Residual stresses due to foreign object damage in laser-shock peened aerofoils: Simulation and measurement

Foreign object damage (FOD) to the leading edge of aerofoils has been identified as one of the main life-limiting factors for aeroengine compressor blades. Laser-shock peening (LSP) has been proposed as a means of increasing the material's resistance to such impact damage. In this work, a three-dimensional finite element (FE) model has been developed to simulate the residual stresses due to head on (0°) and 45° impacts by a cuboidal projectile on aerofoil specimens treated with LSP. The Johnson-Cook (JC) material model was employed to describe the strain rate-dependent material behaviour; whilst the Johnson-Cook dynamic failure model was considered in 45° FOD simulation, where significant loss of material occurred.

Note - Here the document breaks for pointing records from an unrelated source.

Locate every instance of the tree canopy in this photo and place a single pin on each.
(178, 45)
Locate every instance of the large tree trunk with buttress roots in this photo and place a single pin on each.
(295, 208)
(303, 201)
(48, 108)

The strain rate sensitivity of the model at selected high strain rates was assessed against the data from the literature. The numerical results from the simulation of head-on impact were compared with the measurements by depth-resolved synchrotron X-ray diffraction on the mid-plane. The models were then used to predict the 3D residual stress distributions due to 0° and 45° FOD impacts, and the results were compared with the strain maps obtained from high-energy synchrotron X-ray diffraction. Good to excellent correlations between the simulations and the measurements have been found.